# The introduction of Double Machine Learning

## Must-know Concepts
- Causal discovery
    - the task of figuring out what causes what
    - aim to recover the underlying causal structure among variables from observational data by distinguishing cause–effect relationships from mere correlations
- Treatment variable
    - the variable whose causal effect on an outcome variable is of interest
- Outcome variable
    - the variable that is affected by the treatment variable
- Confounding variable
    - actors that simultaneously influence both the treatment and the outcome, potentially inducing spurious associations if not properly controlled.

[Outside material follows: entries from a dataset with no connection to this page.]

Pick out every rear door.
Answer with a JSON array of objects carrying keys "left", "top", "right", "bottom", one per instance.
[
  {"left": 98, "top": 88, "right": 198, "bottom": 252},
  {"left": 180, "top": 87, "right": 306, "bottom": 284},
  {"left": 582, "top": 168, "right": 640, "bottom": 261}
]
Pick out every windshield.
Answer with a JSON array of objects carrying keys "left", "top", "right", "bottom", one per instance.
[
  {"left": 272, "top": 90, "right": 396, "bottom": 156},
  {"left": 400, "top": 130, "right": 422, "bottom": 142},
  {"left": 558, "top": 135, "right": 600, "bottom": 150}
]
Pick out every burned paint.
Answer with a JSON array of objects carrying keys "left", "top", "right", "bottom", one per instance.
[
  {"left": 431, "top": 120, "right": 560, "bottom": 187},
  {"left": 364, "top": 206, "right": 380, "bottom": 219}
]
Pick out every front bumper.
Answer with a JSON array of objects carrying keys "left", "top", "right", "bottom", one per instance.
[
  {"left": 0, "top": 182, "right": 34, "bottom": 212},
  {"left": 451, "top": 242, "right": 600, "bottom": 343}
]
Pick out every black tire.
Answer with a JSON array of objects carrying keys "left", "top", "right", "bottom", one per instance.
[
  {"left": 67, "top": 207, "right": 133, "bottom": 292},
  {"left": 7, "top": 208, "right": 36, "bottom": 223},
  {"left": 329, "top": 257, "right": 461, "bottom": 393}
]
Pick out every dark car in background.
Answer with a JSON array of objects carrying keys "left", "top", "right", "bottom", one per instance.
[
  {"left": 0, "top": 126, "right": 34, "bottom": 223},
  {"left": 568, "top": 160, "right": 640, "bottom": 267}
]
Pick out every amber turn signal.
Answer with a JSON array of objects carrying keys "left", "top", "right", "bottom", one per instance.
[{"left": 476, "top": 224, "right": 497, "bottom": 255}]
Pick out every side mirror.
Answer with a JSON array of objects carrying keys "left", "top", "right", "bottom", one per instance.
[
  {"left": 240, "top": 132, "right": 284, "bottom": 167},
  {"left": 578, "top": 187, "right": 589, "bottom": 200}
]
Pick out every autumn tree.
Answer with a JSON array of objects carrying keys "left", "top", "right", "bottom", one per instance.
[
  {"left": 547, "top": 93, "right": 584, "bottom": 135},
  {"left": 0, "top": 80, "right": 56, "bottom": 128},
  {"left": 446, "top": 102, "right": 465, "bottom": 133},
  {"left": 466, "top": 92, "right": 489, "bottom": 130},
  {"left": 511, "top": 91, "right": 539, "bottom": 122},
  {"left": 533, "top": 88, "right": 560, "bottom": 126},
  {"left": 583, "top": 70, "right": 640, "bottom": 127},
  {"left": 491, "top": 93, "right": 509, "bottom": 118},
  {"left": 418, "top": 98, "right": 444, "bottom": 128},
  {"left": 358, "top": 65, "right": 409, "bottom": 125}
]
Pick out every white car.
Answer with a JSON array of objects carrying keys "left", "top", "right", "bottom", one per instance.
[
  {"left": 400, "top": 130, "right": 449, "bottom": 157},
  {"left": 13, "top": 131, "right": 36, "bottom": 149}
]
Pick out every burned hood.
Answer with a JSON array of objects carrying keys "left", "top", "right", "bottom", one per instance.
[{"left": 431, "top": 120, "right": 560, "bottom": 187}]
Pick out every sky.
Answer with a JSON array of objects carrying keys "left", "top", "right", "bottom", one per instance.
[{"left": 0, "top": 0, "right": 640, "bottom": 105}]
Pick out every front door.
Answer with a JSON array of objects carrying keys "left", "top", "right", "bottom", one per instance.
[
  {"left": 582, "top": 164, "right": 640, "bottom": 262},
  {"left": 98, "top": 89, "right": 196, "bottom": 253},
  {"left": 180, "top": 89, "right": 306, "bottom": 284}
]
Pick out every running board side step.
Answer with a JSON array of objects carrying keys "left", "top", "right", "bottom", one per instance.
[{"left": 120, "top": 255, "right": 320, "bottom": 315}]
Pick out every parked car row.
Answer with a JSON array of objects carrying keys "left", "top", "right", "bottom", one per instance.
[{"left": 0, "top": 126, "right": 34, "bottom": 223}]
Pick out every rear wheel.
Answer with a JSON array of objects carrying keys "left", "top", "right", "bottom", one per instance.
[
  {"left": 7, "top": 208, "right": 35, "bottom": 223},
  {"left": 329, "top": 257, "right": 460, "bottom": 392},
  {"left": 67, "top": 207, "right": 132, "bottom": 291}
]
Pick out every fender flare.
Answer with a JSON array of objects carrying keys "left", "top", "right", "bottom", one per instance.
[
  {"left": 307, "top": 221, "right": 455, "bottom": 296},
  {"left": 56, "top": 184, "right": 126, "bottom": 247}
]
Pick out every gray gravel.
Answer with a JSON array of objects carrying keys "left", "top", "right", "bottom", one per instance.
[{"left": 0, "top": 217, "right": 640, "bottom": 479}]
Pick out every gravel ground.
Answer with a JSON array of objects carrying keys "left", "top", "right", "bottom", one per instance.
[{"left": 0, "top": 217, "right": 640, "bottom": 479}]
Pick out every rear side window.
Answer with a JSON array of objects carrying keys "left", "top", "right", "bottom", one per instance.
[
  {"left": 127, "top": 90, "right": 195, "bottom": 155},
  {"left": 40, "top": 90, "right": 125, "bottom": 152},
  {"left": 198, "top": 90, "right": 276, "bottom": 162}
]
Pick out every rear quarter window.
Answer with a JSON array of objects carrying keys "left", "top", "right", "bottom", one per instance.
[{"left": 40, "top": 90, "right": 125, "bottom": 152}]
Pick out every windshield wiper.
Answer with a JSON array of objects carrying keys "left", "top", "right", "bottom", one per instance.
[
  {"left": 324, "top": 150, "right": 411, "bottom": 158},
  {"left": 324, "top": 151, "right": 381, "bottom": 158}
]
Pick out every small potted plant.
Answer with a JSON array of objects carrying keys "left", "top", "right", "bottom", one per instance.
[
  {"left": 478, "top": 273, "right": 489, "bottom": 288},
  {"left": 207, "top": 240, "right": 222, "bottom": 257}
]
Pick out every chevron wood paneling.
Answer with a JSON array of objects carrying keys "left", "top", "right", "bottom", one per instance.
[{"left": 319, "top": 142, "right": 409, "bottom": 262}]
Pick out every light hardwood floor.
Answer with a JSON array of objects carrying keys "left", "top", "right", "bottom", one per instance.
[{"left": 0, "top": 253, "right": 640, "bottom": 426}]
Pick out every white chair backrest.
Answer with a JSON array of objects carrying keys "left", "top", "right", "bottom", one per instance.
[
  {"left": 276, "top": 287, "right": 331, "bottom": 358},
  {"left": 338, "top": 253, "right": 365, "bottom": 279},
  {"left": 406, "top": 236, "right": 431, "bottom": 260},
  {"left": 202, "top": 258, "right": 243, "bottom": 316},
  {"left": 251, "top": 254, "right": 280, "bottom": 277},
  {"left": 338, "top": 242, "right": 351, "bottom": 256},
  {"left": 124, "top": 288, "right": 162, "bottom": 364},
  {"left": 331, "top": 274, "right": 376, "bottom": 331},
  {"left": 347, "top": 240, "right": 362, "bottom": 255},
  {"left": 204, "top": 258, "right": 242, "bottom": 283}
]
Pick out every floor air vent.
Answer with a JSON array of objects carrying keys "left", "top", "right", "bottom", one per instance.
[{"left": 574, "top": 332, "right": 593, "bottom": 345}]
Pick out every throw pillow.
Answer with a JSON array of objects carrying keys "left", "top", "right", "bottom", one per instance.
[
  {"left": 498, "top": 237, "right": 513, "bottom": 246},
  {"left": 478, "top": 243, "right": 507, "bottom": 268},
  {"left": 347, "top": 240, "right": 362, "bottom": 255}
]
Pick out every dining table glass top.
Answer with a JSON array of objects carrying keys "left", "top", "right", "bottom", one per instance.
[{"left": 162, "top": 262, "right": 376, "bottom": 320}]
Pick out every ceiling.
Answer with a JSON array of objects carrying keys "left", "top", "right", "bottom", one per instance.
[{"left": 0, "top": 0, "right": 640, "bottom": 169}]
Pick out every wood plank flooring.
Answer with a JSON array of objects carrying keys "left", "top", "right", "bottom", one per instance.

### Identification of Variables
Purpose: does stronger wind reduce PM(_{2.5}) concentration?
| Variable    | What it represents       | Role in causal analysis | Why                                                           |
| ----------- | ------------------------ | ----------------------- | ------------------------------------------------------------- |
| Wind speed  | Strength of air movement | **Treatment(T)**           | This is the factor we conceptually “change” to see its effect |
| PM(_{2.5})  | Air pollution level      | **Outcome(Y)**             | This is what we want to explain                               |
| Temperature | Air temperature          | **Confounder(X)**          | Affects both wind patterns and pollution chemistry            |
| Humidity    | Moisture in the air      | **Confounder(X)**          | Influences wind behavior and particle formation               |
| Season      | Time of year             | **Confounder(X)**          | Determines wind regimes and emission intensity                |
| Location    | Station characteristics  | **Confounder(X)**          | Influences local wind channeling and baseline pollution       |



## Definition
DML estimates causal parameters in a robust manner by using machine learning to model nuisance components, combined with orthogonalization and cross-fitting techniques.
DML does not discover causality by itself — it estimates a causal effect given.



## The workflow of DML
The objective of DML is to estimate the causal parameter $\theta$ (the direct effect of Treatment T on Outcome Y) while controlling for confounders X using machine learning models to capture complex relationships.

1. Data Splitting (Cross-Fitting)
To avoid overfitting bias, the dataset is randomly partitioned into $K$ folds (typically 2 or 5).
    - Action: Train the machine learning models on one subset (e.g., Fold A) and predict values for the other subset (e.g., Fold B).

2. Nuisance Estimation (Stage 1)
Two machine learning models are trained to  capture the nuisance functions $g(X), m(X)$
    - The outcome model $g(X)$ predicts the outcome Y based on confounders X.
        - Equation: $Y = g(X) + \epsilon_Y$
        - Goal: Capture how environmental or background factors explain the outcome. 
    - The treatment model $m(X)$ predicts the treatment T based on confounders X.
        - Equation: $T = m(X) + \epsilon_T$
        - Goal: Capture how background factors influence the assignment or level of the treatment.

3. Residualization (Orthogonalization)
Calculate the residuals by subtracting the predicted values from the actual observed values.
- Outcome residual: $\tilde{Y} = Y - \hat{g}(X)$
    - Goal: Isolate the variation in Outcome that is not explained by confounders.
- Treatment residual: $\tilde{T} = T - \hat{m}(X)$
    - Goal: Isolate the variation in Treatment that is not explained by confounders.
    
4. Causal Estimation (Stage 2)
Perform a final regression of the outcome residuals on the treatment residuals to identify the causal link.
    - Equation: $\tilde{Y} = \theta \tilde{T} + \eta$
    - Here, $\theta$ represents the estimated causal effect of Treatment T on Outcome Y.
    - The coefficient $\theta$ is the Debiased Causal Effect. Because the residuals are "orthogonal" to the confounders $X$, $\theta$ represents a clean, unbiased estimate of $T$’s impact on $Y$.

5. Aggregate the estimates of $\theta$ across all folds to obtain the final causal effect estimate (average).